“Let me see,” cooed the woodpigeon. “This morning I had a few peas and beans, besides some oats and barley. I got those in the fields, and I found some green clover there too, as well as some wild mustard, and some ragweed and charlock, and a few other seeds and roo-oo-oo-oots.”
“Oh dear, Mr. Woodpigeon,” said Tommy Smith; “why, what a lot you do eat.”
“I don’t call that much,” said the woodpigeon. “When I was tired of looking about in the fields, I went to the woods again, and got a few acorns, and some beechnuts, and”—
“Oh! but look here, Mr. Woodpigeon,” said Tommy Smith. “You couldn’t have eaten all those this morning, because they are not all ripe now, and”—
“I didn’t say they were ripe,” said the woodpigeon; “and if I didn’t eat them this morning, then I did on some other morning, so it’s all the same. Those are the things I eat, at anyrate, and I can’t be expected to remember exactly when I eat them. I had a few stones though, of course. They are always to be had, whatever time of year it is. Stones are always in season.”
“Stones!” cried Tommy Smith in great surprise. “Oh, come now; I know you don’t eat them.”
“Oh, don’t I?” said the woodpigeon. “I should be very sorry if I couldn’t get any,—I know that.

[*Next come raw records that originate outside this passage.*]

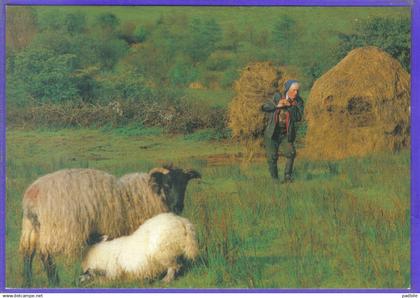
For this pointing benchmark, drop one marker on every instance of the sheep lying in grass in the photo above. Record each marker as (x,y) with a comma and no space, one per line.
(151,250)
(65,210)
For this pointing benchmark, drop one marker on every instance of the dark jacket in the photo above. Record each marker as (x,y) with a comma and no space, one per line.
(295,115)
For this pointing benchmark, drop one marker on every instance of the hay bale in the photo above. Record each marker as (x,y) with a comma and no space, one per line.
(359,106)
(253,88)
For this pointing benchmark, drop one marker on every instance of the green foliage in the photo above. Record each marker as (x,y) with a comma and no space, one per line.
(182,73)
(75,23)
(284,34)
(21,27)
(140,34)
(38,68)
(125,85)
(109,51)
(107,22)
(391,35)
(203,37)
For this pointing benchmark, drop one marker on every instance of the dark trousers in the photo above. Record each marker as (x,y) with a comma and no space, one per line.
(272,146)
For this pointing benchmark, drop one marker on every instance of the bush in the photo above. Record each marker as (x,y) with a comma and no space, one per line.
(46,76)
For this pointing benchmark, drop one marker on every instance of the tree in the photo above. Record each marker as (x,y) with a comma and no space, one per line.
(390,34)
(20,27)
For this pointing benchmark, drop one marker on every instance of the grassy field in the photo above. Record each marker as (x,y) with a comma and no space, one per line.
(342,224)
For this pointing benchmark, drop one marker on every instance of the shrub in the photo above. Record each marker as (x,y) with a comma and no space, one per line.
(46,76)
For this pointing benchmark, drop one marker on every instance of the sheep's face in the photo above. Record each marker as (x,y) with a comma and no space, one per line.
(173,183)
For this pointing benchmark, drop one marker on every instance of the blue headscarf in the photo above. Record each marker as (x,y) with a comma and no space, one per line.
(288,84)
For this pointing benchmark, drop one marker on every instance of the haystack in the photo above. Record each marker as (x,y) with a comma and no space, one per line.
(253,88)
(359,106)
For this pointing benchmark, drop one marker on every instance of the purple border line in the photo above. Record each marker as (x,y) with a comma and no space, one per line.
(216,2)
(3,145)
(415,139)
(415,143)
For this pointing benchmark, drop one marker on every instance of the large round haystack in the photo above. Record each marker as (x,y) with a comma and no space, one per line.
(253,88)
(359,106)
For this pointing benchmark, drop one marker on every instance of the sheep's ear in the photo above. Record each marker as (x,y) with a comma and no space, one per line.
(156,180)
(192,174)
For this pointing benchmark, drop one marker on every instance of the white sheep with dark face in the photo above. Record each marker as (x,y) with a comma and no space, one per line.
(83,204)
(151,250)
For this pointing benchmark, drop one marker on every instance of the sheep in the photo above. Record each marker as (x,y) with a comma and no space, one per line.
(68,209)
(151,250)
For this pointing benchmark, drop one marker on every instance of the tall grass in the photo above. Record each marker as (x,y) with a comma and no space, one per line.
(341,224)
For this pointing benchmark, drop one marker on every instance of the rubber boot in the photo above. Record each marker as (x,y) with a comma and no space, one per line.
(288,170)
(273,170)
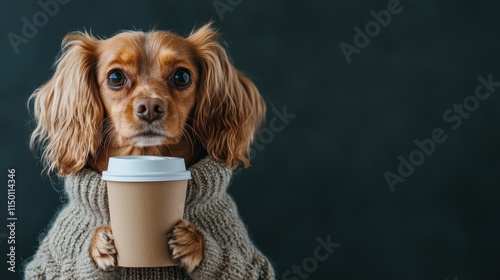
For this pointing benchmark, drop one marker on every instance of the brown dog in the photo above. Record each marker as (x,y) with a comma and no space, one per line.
(151,93)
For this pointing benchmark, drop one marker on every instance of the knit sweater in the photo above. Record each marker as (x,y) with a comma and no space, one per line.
(228,252)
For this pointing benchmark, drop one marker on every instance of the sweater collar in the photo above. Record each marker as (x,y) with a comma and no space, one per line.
(210,180)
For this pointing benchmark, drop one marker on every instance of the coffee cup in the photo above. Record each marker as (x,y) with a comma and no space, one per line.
(146,196)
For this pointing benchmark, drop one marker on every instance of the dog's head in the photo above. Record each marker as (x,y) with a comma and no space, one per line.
(143,90)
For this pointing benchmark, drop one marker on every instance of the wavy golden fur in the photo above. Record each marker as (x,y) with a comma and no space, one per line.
(82,120)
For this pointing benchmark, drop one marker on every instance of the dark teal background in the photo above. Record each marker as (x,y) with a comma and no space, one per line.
(323,174)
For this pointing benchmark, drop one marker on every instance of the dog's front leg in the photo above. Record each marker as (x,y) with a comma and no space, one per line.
(102,249)
(186,245)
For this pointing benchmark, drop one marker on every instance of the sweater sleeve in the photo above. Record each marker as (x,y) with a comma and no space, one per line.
(226,263)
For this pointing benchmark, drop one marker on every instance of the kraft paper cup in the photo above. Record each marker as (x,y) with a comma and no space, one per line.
(146,196)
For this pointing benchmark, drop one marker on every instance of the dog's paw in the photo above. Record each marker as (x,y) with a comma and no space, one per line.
(102,249)
(186,245)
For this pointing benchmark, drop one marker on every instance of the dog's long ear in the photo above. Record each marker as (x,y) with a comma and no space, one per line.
(68,109)
(229,108)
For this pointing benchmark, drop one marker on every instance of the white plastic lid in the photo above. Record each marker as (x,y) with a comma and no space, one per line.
(146,169)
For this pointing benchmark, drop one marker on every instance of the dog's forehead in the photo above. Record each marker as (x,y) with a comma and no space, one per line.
(134,48)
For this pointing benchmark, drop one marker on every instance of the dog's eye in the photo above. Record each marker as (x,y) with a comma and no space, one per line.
(182,78)
(116,79)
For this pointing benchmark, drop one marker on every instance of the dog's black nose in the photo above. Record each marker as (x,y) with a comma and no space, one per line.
(150,109)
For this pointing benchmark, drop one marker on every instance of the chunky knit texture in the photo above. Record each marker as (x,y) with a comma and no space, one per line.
(228,252)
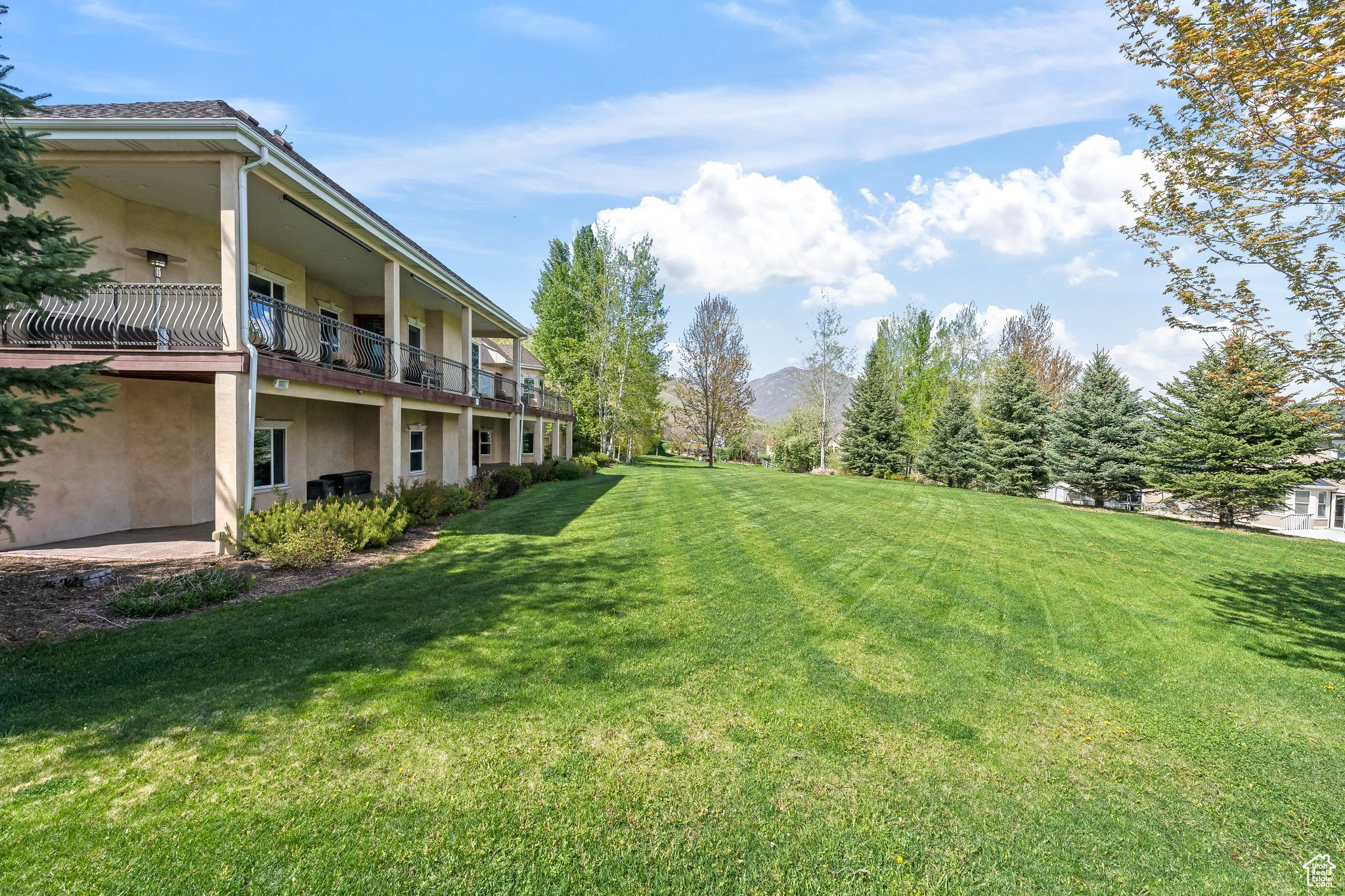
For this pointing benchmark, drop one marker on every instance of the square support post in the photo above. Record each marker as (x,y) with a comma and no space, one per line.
(229,254)
(516,421)
(391,314)
(464,421)
(231,454)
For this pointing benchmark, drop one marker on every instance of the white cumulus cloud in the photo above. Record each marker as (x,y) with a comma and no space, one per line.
(1020,213)
(1157,355)
(1080,269)
(738,232)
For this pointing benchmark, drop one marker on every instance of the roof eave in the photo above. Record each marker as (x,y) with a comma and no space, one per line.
(250,142)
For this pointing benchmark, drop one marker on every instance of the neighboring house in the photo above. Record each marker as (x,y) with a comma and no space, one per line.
(1312,505)
(290,320)
(1309,505)
(496,366)
(1063,494)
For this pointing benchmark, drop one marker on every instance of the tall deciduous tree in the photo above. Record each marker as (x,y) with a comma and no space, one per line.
(826,368)
(1250,167)
(1016,414)
(600,330)
(712,387)
(954,453)
(41,255)
(1225,442)
(1032,337)
(1095,437)
(872,438)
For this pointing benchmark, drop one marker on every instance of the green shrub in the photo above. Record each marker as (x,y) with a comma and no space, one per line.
(428,500)
(313,545)
(361,524)
(275,524)
(506,485)
(178,593)
(481,489)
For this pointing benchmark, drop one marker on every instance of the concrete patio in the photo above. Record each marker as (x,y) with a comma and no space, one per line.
(162,543)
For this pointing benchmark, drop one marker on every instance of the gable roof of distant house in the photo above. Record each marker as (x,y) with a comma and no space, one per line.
(208,109)
(508,355)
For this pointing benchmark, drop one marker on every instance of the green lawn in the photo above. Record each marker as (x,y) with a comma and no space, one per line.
(669,679)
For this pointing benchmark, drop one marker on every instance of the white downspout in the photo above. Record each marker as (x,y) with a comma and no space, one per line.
(244,324)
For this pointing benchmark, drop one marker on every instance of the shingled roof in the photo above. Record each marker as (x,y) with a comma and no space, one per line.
(527,358)
(208,109)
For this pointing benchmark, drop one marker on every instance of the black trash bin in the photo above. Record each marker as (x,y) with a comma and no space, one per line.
(357,482)
(320,488)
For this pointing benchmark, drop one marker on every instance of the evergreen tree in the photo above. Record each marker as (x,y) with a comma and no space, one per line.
(39,257)
(1225,442)
(872,437)
(953,454)
(1095,437)
(1017,413)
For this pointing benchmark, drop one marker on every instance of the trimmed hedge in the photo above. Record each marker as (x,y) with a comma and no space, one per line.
(506,485)
(361,524)
(428,500)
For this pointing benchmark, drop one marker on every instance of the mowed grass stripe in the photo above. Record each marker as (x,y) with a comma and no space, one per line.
(666,679)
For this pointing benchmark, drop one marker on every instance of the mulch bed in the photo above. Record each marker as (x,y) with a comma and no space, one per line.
(32,612)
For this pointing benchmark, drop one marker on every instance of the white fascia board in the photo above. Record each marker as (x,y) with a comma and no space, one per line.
(246,140)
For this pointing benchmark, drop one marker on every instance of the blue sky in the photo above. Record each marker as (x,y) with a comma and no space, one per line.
(889,154)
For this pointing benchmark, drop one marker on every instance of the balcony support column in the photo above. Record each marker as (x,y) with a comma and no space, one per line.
(232,433)
(464,421)
(516,421)
(391,314)
(389,441)
(229,254)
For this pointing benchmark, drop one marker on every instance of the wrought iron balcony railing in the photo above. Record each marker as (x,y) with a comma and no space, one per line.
(125,316)
(494,386)
(287,331)
(432,371)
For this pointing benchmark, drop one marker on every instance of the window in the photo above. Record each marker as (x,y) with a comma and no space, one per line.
(267,328)
(417,459)
(269,457)
(268,288)
(328,335)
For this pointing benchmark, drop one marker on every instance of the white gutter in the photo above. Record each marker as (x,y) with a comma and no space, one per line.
(242,326)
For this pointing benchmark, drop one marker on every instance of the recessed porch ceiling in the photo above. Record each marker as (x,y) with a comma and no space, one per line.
(282,226)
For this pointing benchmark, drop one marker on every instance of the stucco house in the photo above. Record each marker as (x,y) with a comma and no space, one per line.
(267,330)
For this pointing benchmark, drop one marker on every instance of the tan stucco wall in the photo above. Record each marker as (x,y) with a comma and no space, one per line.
(120,224)
(147,461)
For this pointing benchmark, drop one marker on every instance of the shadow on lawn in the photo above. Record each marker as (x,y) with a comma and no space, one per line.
(1296,618)
(210,671)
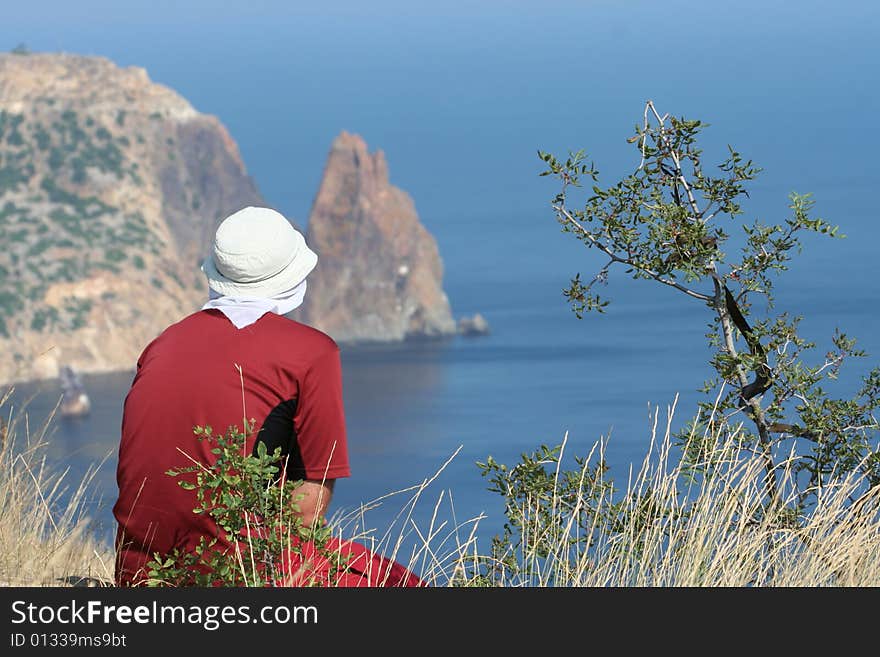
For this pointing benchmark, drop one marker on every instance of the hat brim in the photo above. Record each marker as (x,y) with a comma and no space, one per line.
(285,280)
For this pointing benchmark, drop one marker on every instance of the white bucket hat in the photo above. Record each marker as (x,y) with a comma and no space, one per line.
(257,253)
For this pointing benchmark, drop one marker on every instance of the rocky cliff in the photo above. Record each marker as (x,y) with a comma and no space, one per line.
(379,273)
(110,189)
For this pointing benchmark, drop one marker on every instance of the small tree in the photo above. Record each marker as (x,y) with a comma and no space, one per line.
(668,223)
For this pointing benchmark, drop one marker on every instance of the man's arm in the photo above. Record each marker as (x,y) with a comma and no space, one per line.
(314,499)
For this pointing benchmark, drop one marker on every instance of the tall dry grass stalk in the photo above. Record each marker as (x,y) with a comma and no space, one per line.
(719,531)
(45,536)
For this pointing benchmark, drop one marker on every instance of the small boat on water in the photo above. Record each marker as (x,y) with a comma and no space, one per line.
(75,401)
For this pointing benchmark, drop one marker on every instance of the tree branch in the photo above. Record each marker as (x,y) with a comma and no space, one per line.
(616,258)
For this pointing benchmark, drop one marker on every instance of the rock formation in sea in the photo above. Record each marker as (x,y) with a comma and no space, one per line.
(379,273)
(111,187)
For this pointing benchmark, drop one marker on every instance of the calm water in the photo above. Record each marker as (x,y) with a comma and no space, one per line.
(460,99)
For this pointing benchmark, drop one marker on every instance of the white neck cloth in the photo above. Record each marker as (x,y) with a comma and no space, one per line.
(244,311)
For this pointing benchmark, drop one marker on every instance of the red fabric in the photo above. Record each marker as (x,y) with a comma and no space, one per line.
(188,377)
(363,568)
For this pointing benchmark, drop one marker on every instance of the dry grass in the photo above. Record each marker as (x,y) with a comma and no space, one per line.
(712,533)
(717,532)
(45,537)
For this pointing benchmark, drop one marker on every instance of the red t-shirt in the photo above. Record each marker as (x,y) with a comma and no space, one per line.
(290,383)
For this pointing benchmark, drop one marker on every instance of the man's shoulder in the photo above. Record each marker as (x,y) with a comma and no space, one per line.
(314,338)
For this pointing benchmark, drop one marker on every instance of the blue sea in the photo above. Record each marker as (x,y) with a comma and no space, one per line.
(460,96)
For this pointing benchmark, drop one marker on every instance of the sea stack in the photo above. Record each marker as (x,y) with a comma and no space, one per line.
(379,273)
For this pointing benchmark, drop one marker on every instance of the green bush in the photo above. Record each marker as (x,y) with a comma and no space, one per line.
(256,514)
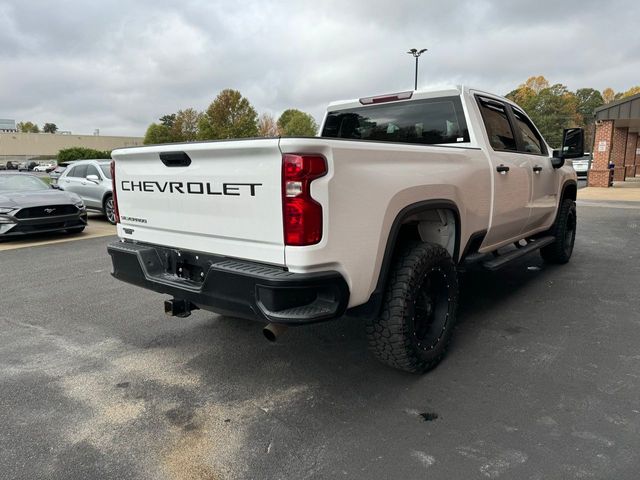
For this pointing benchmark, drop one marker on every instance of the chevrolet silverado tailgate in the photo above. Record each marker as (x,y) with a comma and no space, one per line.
(216,197)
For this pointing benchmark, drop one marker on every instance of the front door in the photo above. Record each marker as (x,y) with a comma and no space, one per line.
(511,175)
(544,188)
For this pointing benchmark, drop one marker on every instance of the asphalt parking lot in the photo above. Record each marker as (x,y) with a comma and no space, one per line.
(542,380)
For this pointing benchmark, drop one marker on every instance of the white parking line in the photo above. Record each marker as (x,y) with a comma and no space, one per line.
(97,227)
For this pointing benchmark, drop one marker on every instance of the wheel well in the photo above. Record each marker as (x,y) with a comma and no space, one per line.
(437,225)
(105,196)
(570,191)
(436,221)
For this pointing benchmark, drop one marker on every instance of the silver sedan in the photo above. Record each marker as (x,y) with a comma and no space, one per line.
(91,181)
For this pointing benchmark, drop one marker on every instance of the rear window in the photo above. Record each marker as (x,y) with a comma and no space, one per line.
(430,121)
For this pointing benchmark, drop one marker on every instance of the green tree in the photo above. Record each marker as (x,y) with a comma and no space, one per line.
(537,84)
(185,125)
(293,122)
(267,126)
(631,92)
(551,108)
(27,127)
(168,120)
(79,153)
(49,128)
(230,115)
(608,95)
(588,100)
(158,133)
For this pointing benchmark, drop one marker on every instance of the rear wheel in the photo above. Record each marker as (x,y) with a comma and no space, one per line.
(109,210)
(564,229)
(419,312)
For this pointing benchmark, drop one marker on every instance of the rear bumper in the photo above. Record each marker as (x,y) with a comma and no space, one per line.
(232,287)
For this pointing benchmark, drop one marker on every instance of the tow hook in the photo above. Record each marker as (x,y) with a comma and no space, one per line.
(178,308)
(273,330)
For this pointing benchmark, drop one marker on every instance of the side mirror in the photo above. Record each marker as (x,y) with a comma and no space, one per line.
(572,146)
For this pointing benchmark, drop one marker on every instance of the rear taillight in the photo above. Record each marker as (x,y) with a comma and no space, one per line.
(302,215)
(116,213)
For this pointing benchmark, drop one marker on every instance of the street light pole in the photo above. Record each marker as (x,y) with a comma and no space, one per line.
(416,53)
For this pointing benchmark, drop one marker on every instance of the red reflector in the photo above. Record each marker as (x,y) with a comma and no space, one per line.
(116,213)
(386,98)
(302,215)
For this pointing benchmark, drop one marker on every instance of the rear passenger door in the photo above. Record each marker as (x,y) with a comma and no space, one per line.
(511,173)
(544,187)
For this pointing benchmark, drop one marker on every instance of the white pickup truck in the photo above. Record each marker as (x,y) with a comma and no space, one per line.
(372,218)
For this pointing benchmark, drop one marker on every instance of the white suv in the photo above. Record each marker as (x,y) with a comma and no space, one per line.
(91,180)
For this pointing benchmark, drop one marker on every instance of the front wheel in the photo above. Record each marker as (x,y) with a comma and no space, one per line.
(564,230)
(419,312)
(109,210)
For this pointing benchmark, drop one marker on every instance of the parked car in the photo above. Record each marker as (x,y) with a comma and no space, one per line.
(48,167)
(581,165)
(28,205)
(27,166)
(373,218)
(56,172)
(91,180)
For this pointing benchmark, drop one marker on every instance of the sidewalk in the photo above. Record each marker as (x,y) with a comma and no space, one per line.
(628,191)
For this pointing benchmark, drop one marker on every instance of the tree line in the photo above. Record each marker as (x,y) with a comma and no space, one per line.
(554,107)
(230,115)
(30,127)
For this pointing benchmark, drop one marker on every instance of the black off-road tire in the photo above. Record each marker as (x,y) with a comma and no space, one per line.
(564,229)
(417,319)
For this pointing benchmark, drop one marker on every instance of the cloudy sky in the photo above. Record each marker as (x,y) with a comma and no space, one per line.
(119,65)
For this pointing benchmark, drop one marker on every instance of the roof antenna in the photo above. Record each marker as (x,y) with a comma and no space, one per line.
(416,53)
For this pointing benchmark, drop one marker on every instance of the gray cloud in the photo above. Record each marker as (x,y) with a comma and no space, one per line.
(118,65)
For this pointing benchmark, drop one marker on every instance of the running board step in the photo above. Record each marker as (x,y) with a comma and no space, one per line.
(502,260)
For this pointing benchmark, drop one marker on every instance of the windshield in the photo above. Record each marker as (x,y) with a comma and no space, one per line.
(21,183)
(106,169)
(431,121)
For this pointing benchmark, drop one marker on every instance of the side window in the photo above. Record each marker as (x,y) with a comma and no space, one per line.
(92,170)
(79,171)
(496,121)
(531,140)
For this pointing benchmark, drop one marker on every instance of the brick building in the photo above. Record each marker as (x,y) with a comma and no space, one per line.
(616,141)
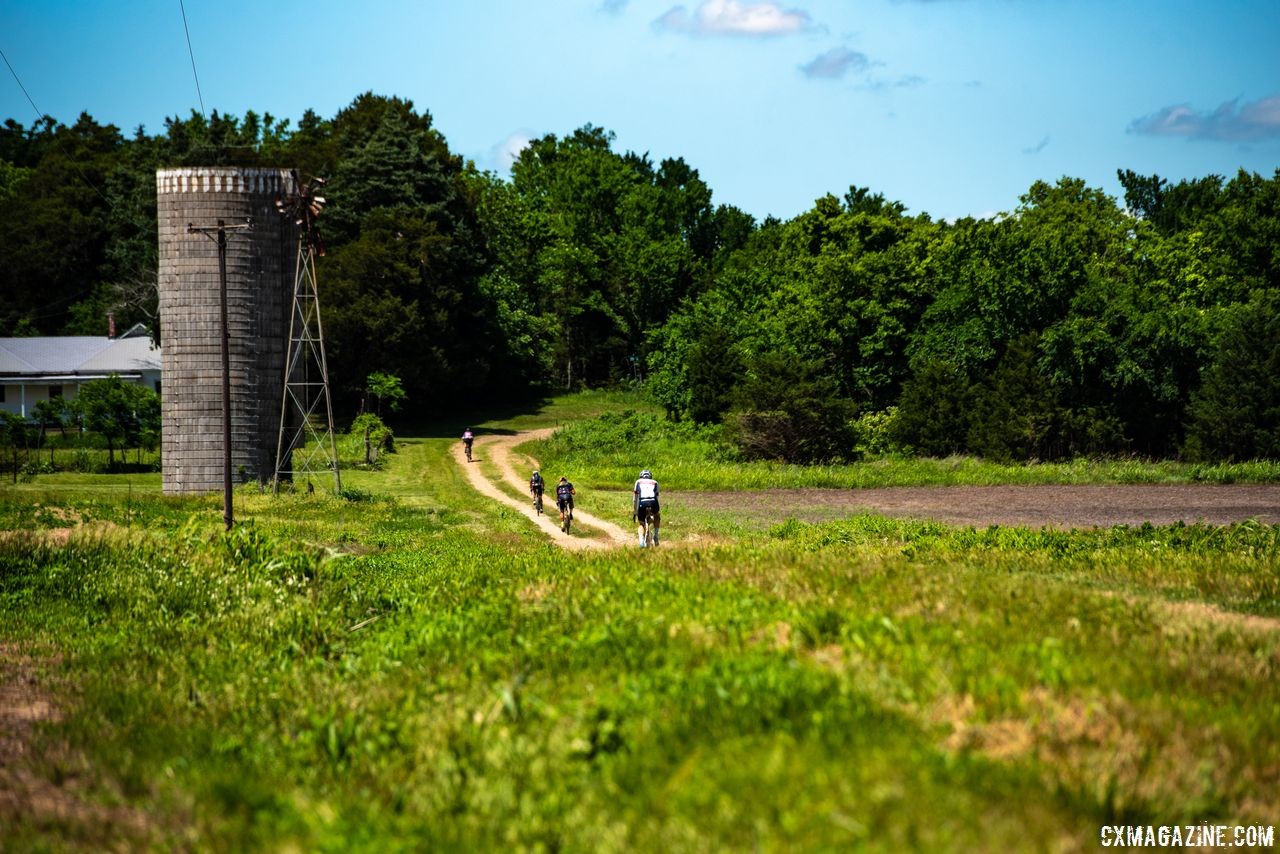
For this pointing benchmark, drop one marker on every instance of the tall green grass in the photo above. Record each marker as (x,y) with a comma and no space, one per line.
(419,668)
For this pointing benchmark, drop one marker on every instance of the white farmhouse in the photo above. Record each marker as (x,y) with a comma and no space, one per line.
(37,369)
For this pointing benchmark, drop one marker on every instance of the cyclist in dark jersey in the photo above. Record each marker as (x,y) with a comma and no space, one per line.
(565,497)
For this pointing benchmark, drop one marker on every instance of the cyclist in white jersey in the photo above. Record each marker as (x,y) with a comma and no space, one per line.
(644,497)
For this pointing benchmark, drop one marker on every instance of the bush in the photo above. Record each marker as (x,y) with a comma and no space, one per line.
(369,437)
(1235,415)
(791,410)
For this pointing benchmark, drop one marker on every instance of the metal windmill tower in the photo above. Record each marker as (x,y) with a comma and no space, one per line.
(307,444)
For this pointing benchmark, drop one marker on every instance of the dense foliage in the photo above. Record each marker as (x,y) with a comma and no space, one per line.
(1075,324)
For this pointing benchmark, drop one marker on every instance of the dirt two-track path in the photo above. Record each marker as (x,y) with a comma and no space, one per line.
(586,533)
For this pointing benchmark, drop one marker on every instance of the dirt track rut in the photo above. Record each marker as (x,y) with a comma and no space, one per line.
(497,450)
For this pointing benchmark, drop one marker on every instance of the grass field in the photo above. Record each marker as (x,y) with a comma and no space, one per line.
(417,668)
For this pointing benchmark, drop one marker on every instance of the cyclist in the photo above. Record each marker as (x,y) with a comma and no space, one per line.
(535,489)
(644,498)
(565,493)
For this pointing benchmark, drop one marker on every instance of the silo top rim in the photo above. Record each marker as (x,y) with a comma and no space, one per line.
(224,179)
(224,172)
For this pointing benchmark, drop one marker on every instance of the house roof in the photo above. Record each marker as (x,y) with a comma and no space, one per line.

It would be a nice thing, indeed, if one couldn’t have a few stones to eat with one’s meals. That would be a good joke.”
Tommy Smith thought that he wouldn’t think it a joke to have to eat stones, and he could hardly believe that the woodpigeon was speaking the truth. But he was such an innocent-looking bird, and seemed so very respectable, that he thought he must be. “Are they very large stones?” he asked at last.
“Oh no,” answered the woodpigeon. “They are not large, but very small—just the right size to go into my mill.”